How to Reset Consumer Offsets in Kafka

Updated: January 30, 2024 By: Guest Contributor Post a comment

Introduction

Apache Kafka is a popular distributed streaming platform that allows for the handling of large amounts of real-time data. In Kafka, consumer groups read data in topics partitioned for scalability and parallel processing. Each consumer group tracks the messages it has consumed by storing an offset, which points to the last message it has read. However, sometimes we need to reset these offsets, for instance, when reprocessing messages due to an error or a change in the processing logic.

This tutorial will walk you through how to reset consumer offsets in Kafka using several approaches, ranging from basic methods provided by Kafka to more advanced custom ones, aided by code examples and explanations.

Prerequisites

  • Working Apache Kafka cluster
  • Kafka command-line tools
  • Basic understanding of Kafka topics and consumer groups.

Understanding Offsets in Kafka

Before diving into offset resets, it’s important to understand that in Kafka, offsets are a sequential ID number given to each record within a partition. The consumer reads records in the order they were stored. As it processes each record, it advances its offset. Should the consumer disconnect and reconnect, it picks up where it left off by reading the next offset.

Reset Using the Kafka-consumer-groups.sh Script

The kafka-consumer-groups.sh script, which comes with the Kafka distribution, can be used to list, describe, or reset consumer offsets. The basic command structure for resetting an offset is:

./bin/kafka-consumer-groups.sh --bootstrap-server <broker> --group <consumer-group> --topic <topic> --reset-offsets --to-offset <new-offset>

This command sets the offset for a specific topic and consumer group to the specified <new-offset>.

Reset to Earliest or Latest

./bin/kafka-consumer-groups.sh --bootstrap-server localhost:9092 --group my-group --topic my-topic --reset-offsets --to-earliest
./bin/kafka-consumer-groups.sh --bootstrap-server localhost:9092 --group my-group --topic my-topic --reset-offsets --to-latest

These commands reset the offset to the earliest or the latest message in the partition. This is useful when you want to reprocess all messages (--to-earliest) or skip all messages to start consuming from the newest ones (--to-latest).

Shifting Offsets

If you need to adjust the offset by a certain amount, you can shift it using the --shift-by argument as shown:

./bin/kafka-consumer-groups.sh --bootstrap-server localhost:9092 --group my-group --topic my-topic --reset-offsets --shift-by -2

This shifts the offset back by 2, which is equivalent to reprocessing the last two messages.
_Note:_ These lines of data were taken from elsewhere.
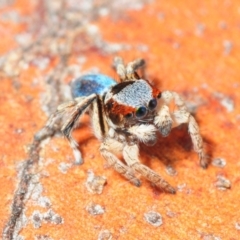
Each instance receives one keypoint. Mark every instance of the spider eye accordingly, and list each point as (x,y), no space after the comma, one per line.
(152,103)
(141,112)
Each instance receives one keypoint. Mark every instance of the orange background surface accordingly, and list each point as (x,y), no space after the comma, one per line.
(191,47)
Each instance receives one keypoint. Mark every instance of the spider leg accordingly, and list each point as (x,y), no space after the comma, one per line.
(127,73)
(166,121)
(130,154)
(67,116)
(117,164)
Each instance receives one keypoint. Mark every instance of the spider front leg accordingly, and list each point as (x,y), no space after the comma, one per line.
(113,161)
(67,116)
(130,154)
(165,121)
(128,73)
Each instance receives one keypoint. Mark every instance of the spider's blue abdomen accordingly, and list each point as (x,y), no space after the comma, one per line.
(91,83)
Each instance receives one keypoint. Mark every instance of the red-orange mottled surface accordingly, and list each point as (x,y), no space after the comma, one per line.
(191,47)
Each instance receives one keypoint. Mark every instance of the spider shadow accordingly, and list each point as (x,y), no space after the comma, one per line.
(176,147)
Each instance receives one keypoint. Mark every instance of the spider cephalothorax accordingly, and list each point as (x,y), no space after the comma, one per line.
(124,114)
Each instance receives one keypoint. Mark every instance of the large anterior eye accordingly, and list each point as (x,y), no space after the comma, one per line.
(152,104)
(141,112)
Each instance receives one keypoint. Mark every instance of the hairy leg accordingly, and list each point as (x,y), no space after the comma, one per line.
(117,164)
(166,121)
(130,154)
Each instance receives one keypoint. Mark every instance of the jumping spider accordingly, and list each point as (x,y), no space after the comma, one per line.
(124,114)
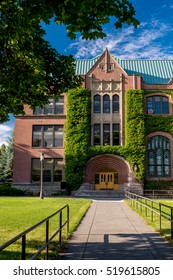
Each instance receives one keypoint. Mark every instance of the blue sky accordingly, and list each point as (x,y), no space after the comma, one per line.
(153,39)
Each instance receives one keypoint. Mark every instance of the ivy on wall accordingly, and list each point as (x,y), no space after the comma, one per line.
(135,131)
(78,135)
(137,126)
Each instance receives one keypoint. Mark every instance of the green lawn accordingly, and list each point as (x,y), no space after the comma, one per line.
(165,224)
(18,214)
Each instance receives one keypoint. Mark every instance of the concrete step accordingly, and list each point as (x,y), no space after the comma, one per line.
(100,193)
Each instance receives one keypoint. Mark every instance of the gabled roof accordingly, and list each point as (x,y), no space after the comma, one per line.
(152,71)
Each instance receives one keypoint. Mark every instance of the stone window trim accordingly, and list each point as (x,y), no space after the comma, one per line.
(106,134)
(157,94)
(47,138)
(99,105)
(55,107)
(170,138)
(52,170)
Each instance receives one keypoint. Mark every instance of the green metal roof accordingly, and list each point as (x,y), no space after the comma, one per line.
(152,71)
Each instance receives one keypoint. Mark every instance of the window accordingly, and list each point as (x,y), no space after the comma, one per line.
(55,106)
(159,163)
(157,105)
(47,136)
(106,134)
(97,107)
(96,134)
(115,104)
(106,104)
(116,134)
(52,171)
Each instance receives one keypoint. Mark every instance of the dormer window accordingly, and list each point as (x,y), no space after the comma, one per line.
(102,66)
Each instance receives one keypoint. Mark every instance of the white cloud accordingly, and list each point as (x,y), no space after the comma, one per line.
(145,42)
(5,132)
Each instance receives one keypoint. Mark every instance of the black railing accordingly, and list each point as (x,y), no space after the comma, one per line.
(160,209)
(48,239)
(164,193)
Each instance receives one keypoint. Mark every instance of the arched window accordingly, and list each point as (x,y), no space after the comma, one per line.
(157,105)
(159,162)
(106,104)
(97,104)
(115,104)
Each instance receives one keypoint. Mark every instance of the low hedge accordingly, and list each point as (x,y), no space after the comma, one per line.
(10,191)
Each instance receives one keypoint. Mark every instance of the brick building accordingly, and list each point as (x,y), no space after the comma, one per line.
(109,79)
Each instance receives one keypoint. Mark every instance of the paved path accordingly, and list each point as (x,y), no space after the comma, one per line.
(112,231)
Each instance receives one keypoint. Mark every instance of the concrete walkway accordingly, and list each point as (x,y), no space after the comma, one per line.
(110,230)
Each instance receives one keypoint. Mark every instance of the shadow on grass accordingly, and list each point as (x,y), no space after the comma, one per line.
(14,252)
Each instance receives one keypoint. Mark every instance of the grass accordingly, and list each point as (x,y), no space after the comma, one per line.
(155,222)
(18,214)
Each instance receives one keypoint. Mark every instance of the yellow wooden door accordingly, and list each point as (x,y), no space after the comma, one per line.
(106,181)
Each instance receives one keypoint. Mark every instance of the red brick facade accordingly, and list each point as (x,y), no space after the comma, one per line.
(105,77)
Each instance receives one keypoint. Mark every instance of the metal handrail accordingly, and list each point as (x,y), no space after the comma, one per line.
(48,239)
(135,197)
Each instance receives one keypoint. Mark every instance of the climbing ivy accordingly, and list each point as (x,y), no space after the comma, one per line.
(135,131)
(78,135)
(138,125)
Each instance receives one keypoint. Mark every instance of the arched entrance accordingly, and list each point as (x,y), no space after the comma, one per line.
(107,172)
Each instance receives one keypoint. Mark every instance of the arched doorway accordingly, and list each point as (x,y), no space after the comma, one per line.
(107,172)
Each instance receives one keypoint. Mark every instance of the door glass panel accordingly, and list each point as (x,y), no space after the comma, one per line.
(97,178)
(115,178)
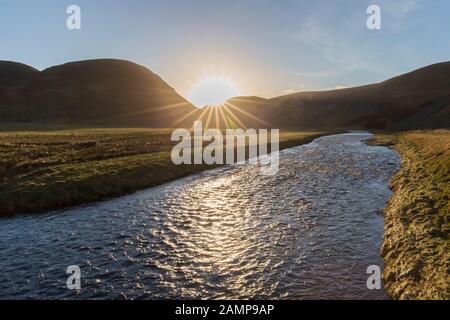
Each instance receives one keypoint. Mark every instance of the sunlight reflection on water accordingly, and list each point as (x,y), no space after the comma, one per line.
(308,232)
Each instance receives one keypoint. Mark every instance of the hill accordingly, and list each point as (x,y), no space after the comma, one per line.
(419,99)
(95,92)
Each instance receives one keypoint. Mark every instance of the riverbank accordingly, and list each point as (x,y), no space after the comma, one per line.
(416,247)
(48,170)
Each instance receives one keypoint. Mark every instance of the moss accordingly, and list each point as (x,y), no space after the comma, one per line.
(416,247)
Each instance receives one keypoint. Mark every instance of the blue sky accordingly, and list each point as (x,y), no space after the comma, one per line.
(268,47)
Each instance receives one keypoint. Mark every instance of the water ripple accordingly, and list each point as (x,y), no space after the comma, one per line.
(308,232)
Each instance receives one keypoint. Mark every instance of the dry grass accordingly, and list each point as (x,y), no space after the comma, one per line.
(416,246)
(44,170)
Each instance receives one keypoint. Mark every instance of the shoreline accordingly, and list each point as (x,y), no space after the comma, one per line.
(71,184)
(416,242)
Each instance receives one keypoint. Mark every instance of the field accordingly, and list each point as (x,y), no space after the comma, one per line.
(416,247)
(45,168)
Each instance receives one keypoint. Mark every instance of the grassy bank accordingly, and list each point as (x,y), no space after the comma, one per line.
(416,248)
(46,170)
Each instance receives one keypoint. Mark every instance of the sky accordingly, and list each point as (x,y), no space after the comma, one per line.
(266,47)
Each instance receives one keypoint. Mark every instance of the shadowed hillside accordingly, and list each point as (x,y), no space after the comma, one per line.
(96,92)
(13,73)
(121,93)
(420,99)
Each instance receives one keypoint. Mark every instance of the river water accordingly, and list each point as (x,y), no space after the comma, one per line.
(309,232)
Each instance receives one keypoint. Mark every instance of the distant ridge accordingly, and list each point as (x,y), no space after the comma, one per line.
(122,93)
(418,99)
(102,92)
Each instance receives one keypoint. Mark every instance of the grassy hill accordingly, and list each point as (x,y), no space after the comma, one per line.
(419,99)
(95,92)
(120,93)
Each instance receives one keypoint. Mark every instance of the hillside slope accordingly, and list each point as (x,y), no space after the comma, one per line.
(99,92)
(419,99)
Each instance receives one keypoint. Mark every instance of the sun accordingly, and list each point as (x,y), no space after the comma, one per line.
(213,91)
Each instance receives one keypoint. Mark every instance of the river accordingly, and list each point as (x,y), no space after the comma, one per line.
(309,232)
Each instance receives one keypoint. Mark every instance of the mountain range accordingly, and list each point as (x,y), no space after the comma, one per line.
(122,93)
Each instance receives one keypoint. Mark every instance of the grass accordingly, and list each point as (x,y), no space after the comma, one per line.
(46,168)
(416,247)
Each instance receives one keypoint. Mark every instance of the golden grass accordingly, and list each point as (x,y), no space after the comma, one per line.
(44,170)
(416,246)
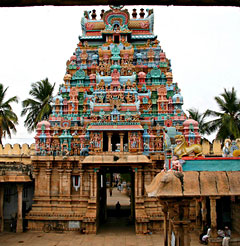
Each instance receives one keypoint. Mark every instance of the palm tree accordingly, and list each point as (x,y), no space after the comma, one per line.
(201,119)
(227,121)
(8,119)
(38,107)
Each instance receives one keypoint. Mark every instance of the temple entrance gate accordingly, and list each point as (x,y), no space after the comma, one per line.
(116,184)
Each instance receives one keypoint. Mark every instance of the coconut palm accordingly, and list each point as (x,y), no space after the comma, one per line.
(227,121)
(8,119)
(201,119)
(38,107)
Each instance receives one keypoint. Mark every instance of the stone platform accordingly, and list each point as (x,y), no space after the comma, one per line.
(105,238)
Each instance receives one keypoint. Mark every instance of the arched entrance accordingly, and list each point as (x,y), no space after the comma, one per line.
(116,201)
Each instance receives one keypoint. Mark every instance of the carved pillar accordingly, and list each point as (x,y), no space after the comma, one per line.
(91,183)
(140,182)
(204,212)
(213,213)
(36,177)
(165,225)
(136,182)
(121,134)
(177,235)
(69,176)
(81,183)
(60,172)
(48,175)
(187,239)
(198,212)
(19,216)
(109,141)
(94,184)
(1,208)
(169,233)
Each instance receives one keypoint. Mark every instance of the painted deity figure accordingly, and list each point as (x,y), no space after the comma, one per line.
(176,165)
(226,148)
(133,141)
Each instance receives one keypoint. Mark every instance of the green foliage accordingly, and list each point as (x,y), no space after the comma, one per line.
(201,119)
(39,106)
(8,119)
(227,120)
(125,177)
Positive values move the offset forward.

Advanced Offset Management

For more granular control, you might choose to reset offsets to a specific timestamp. The following command achieves this:

./bin/kafka-consumer-groups.sh --bootstrap-server localhost:9092 --group my-group --topic my-topic --reset-offsets --to-datetime 2020-01-01T00:00:00.000

This resets the offset to the first message after the specified timestamp, allowing you to reprocess messages from a certain point in time.
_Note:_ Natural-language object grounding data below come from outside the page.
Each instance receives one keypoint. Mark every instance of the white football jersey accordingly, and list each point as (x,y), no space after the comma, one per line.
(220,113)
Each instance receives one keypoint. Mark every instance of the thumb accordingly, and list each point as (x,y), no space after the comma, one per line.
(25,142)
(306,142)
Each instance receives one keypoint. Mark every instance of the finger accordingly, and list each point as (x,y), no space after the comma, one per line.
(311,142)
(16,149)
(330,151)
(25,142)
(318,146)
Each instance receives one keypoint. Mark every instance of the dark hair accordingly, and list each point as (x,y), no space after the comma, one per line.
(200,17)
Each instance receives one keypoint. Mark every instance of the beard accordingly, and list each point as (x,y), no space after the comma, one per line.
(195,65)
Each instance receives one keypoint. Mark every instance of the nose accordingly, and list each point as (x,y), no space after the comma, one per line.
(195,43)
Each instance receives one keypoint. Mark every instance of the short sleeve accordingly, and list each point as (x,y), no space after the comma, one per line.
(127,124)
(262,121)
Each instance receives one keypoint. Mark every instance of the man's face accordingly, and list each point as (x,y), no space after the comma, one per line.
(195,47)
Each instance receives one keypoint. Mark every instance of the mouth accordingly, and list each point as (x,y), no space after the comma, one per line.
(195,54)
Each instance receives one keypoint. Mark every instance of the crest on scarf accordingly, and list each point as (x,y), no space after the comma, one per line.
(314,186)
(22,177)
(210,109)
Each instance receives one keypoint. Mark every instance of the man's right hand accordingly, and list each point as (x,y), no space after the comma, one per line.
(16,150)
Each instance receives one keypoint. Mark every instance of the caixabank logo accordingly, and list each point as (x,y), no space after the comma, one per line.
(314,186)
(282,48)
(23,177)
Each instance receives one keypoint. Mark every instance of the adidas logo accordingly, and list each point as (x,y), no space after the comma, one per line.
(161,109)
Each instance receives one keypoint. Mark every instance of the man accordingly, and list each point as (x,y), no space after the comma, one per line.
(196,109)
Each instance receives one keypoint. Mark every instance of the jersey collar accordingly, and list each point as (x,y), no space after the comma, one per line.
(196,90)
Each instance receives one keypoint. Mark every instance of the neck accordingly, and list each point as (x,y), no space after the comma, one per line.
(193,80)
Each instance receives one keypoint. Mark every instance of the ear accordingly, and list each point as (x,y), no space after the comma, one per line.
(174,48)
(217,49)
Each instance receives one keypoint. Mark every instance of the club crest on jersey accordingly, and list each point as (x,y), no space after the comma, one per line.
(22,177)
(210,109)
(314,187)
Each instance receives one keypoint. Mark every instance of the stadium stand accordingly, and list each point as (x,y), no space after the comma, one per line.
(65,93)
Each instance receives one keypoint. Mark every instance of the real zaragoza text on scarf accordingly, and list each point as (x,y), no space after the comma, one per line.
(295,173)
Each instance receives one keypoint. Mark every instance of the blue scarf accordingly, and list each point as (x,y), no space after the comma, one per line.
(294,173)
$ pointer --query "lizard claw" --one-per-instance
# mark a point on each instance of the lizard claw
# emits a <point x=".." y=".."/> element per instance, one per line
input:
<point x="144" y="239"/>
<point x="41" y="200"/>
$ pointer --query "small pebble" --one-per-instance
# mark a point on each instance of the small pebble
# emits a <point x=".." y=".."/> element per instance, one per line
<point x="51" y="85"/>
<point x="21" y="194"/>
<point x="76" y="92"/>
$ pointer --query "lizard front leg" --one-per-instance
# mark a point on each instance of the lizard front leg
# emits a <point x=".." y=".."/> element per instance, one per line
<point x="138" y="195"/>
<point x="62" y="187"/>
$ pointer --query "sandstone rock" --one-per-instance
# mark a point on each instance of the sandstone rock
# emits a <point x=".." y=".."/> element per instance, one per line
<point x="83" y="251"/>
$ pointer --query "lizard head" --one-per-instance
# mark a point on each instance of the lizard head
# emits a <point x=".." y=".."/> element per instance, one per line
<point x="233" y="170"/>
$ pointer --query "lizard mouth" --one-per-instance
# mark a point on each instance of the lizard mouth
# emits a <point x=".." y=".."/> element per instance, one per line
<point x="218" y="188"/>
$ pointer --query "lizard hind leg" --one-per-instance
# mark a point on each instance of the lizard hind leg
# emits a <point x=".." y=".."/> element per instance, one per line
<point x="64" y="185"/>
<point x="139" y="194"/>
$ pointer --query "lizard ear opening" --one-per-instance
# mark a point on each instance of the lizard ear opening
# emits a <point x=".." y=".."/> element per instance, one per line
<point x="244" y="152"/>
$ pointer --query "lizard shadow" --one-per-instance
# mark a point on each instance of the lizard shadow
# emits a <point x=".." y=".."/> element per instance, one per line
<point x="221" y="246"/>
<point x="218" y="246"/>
Executing Offset Resets in Dry-run Mode

Before committing to an offset reset, it’s wise to perform a dry-run which simulates the reset and shows what offsets would be applied without making any actual changes:

./bin/kafka-consumer-groups.sh --bootstrap-server localhost:9092 --group my-group --topic my-topic --reset-offsets --to-earliest --dry-run

This command outputs where offsets would be reset to, if the reset command were to be run without the --dry-run flag.
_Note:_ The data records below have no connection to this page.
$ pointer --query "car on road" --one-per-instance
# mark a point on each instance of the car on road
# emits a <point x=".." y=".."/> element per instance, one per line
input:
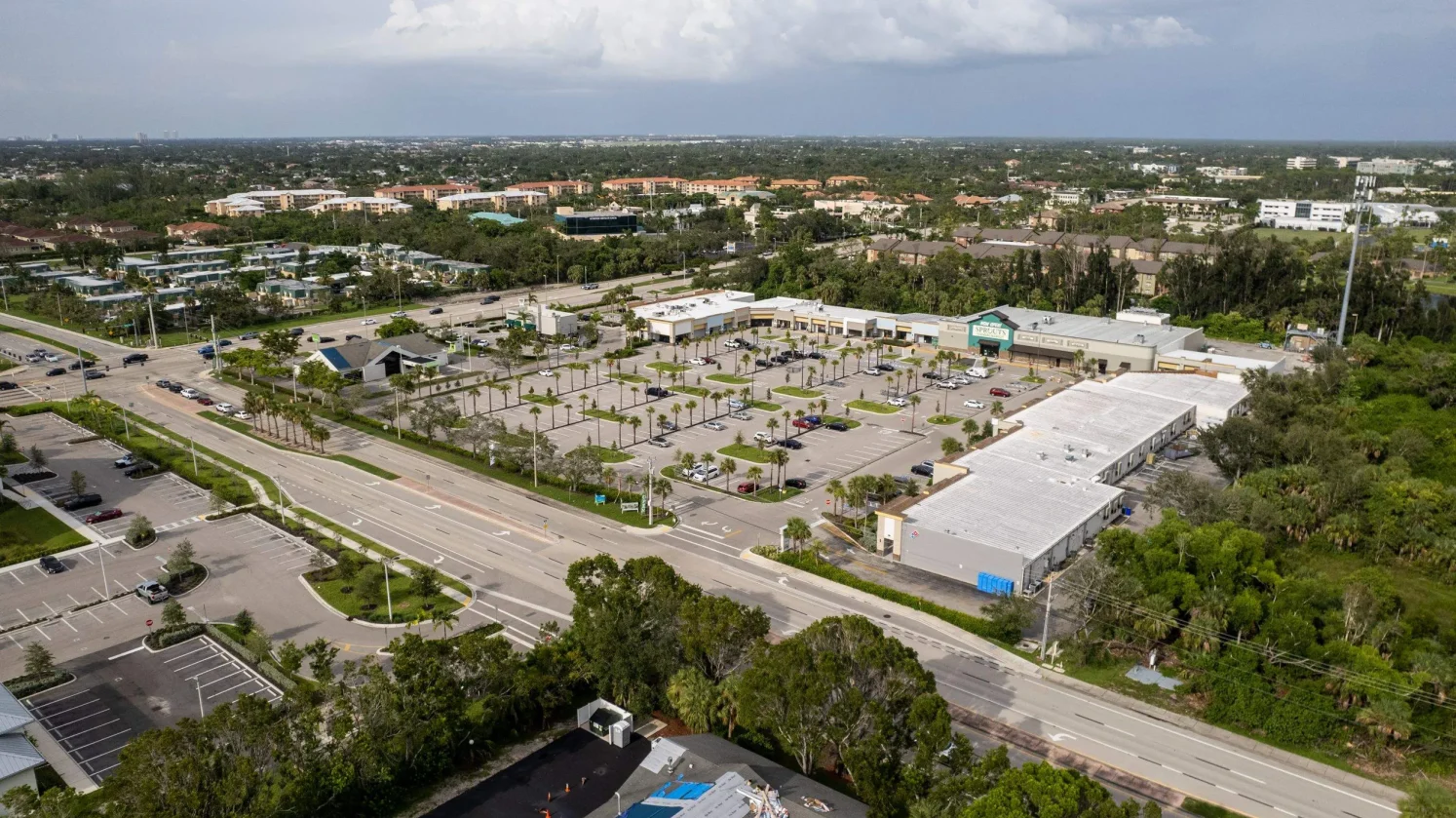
<point x="152" y="591"/>
<point x="82" y="501"/>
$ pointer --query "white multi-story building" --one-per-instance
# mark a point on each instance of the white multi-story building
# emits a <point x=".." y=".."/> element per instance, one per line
<point x="1387" y="165"/>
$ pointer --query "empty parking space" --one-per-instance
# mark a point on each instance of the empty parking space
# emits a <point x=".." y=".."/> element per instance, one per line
<point x="115" y="699"/>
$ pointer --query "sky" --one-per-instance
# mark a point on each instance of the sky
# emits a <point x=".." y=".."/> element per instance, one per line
<point x="1291" y="70"/>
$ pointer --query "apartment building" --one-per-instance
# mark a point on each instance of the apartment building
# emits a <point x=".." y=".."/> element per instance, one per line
<point x="423" y="192"/>
<point x="256" y="203"/>
<point x="554" y="189"/>
<point x="373" y="206"/>
<point x="500" y="201"/>
<point x="645" y="185"/>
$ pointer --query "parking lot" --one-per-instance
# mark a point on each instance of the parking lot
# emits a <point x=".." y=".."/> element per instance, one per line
<point x="115" y="699"/>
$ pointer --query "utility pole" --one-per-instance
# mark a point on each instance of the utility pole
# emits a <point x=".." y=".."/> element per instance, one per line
<point x="1363" y="186"/>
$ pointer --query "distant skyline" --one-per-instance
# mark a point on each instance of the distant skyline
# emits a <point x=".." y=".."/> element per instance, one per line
<point x="1294" y="70"/>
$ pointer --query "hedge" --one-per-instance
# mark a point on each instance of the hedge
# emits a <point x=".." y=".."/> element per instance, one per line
<point x="811" y="564"/>
<point x="29" y="685"/>
<point x="170" y="637"/>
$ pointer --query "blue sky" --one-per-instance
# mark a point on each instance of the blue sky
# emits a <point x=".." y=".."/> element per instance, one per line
<point x="1181" y="68"/>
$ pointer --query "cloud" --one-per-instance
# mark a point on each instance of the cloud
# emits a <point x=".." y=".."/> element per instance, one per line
<point x="725" y="40"/>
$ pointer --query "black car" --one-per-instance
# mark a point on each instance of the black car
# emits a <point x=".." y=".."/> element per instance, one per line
<point x="82" y="501"/>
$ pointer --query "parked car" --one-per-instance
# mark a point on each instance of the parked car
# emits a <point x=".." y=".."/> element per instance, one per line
<point x="152" y="591"/>
<point x="82" y="501"/>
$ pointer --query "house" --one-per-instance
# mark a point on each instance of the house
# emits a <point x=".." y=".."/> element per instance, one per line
<point x="191" y="230"/>
<point x="18" y="758"/>
<point x="371" y="361"/>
Automating Offsets Reseting with Code

If you’re looking for even more advanced or programmable control over offset resetting, you can directly manipulate offsets using Kafka’s consumer API. Here’s an example in Java that shows how to reset offsets using the Kafka Client API:

Properties props = new Properties();
props.put("bootstrap.servers", "localhost:9092");
props.put("group.id", "my-group");
props.put("enable.auto.commit", "false");
props.put("key.deserializer", "org.apache.kafka.common.serialization.StringDeserializer");
props.put("value.deserializer", "org.apache.kafka.common.serialization.StringDeserializer");

try (KafkaConsumer<String, String> consumer = new KafkaConsumer<>(props)) {
    consumer.subscribe(Collections.singletonList("my-topic"));
    consumer.poll(Duration.ofMillis(100));

    Set assignedPartitions = consumer.assignment();
    consumer.seekToBeginning(assignedPartitions);
    // Or use seek() to set precise offset per partition, e.g., consumer.seek(new TopicPartition("my-topic", 0), 10L);
}

This code connects to the Kafka cluster, subscribes to “my-topic”, seeks to the beginning of each assigned partition (rewinding all offsets to the earliest), and then exits. For production environments, you would need to add your own logic to determine the new offsets based on requirements.

Conclusion

Understanding and managing consumer offsets are crucial for effectively processing messages in Kafka. By utilizing tools like kafka-consumer-groups.sh or the Kafka API, you can remain flexible and reactive to any situation requiring offset resets, ensuring data is processed exactly as needed.